Tidy Text Summarization using TextRank

This code have been lightly revised to make sure it works as of 2018-12-19.

Text summarization

In the realm of text summarization there two main paths:

  • extractive summarization
  • abstractive summarization

Where extractive scoring word and sentences according to some metric and then using that information to summarize the text. Usually done by copy/pasting (extracting) the most informative parts of the text.

The abstractive methods aims to build a semantic representation of the text and then use natural language generation techniques to generate text describing the informative parts.

Extractive summarization is primarily the simpler task, with a handful of algorithms do will do the scoring. While with the advent of deep learning did NLP have a boost in abstractive summarization methods.

In this post will I focus on an example of a extractive summarization method called TextRank which is based on the PageRank algorithm that is used by Google to rank websites by their importance.

TextRank Algorithm

The TextRank algorithm is based on graph-based ranking algorithm. Generally used in web searches at Google, but have many other applications. Graph-based ranking algorithms try to decide the importance of a vertex by taking into account information about the entire graph rather then the vertex specific information. A typical piece of information would be information between relationships (edges) between the vertices.

In the NLP case we need to define the what we want to use as vertices and edges. In our case will we be using sentences as the vertices and words as the connection edges. So sentences with words that appear in many other sentences are seen as more important.

Data preparation

We start by loading the appropriate packages, which include tidyverse for general tasks, tidytext for text manipulations, textrank for the implementation of the TextRank algorithm and finally rvest to scrape an article to use as an example. The github for the textrank package can be found here.

library(tidyverse)
## Warning: package 'tibble' was built under R version 3.6.2
library(tidytext)
library(textrank)
library(rvest)
## Warning: package 'xml2' was built under R version 3.6.2

To showcase this method I have randomly (EXTENSIVELY filtered political and controversial) selected an article as our guinea pig. The main body is selected using the html_nodes.

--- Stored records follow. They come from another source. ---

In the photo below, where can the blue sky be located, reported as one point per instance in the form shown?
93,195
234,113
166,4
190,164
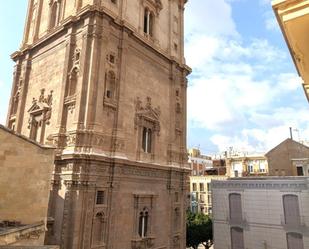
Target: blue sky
244,91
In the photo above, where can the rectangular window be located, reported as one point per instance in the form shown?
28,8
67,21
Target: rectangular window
201,187
237,238
194,187
291,210
100,197
295,241
300,171
208,187
235,207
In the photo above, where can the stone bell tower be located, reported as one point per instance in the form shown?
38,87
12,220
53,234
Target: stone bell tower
105,82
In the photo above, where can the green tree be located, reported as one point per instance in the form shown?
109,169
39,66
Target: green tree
199,230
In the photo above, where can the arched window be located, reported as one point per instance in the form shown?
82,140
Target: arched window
147,140
148,22
176,218
98,228
143,223
291,209
110,85
73,81
54,13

url <- "http://time.com/5196761/fitbit-ace-kids-fitness-tracker/"
article <- read_html(url) %>%
  html_nodes('div[class="padded"]') %>%
  html_text()

next we load the article into a tibble (since tidytext required the input as a data.frame). We start by tokenize according to sentences which is done by setting token = "sentences" in unnest_tokens. The tokenization is not always perfect using this tokenizer, but it have a low number of dependencies and is sufficient for this showcase. Lastly we add sentence number column and switch the order of the columns (textrank_sentences prefers the columns in a certain order).

article_sentences <- tibble(text = article) %>%
  unnest_tokens(sentence, text, token = "sentences") %>%
  mutate(sentence_id = row_number()) %>%
  select(sentence_id, sentence)

next we will tokenize again but this time to get words. In doing this we will retain the sentence_id column in our data.

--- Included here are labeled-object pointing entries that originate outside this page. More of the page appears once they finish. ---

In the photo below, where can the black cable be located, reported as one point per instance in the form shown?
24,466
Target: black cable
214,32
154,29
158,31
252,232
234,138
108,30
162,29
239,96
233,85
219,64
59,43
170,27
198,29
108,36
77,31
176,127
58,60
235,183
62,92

article_words <- article_sentences %>%
  unnest_tokens(word, sentence)

now we have all the sufficient input for the textrank_sentences function. However we will go one step further and remove the stop words in article_words since they would appear in most of the sentences and doesn’t really carry any information in them self.

article_words <- article_words %>%
  anti_join(stop_words, by = "word")

Running TextRank

Running the TextRank algorithm is easy, the textrank_sentences function only required 2 inputs.

  • A data.frame with sentences
  • A data.frame with tokens (in our case words) which are part of the each sentence

So we are ready to run

article_summary <- textrank_sentences(data = article_sentences, 
                                      terminology = article_words)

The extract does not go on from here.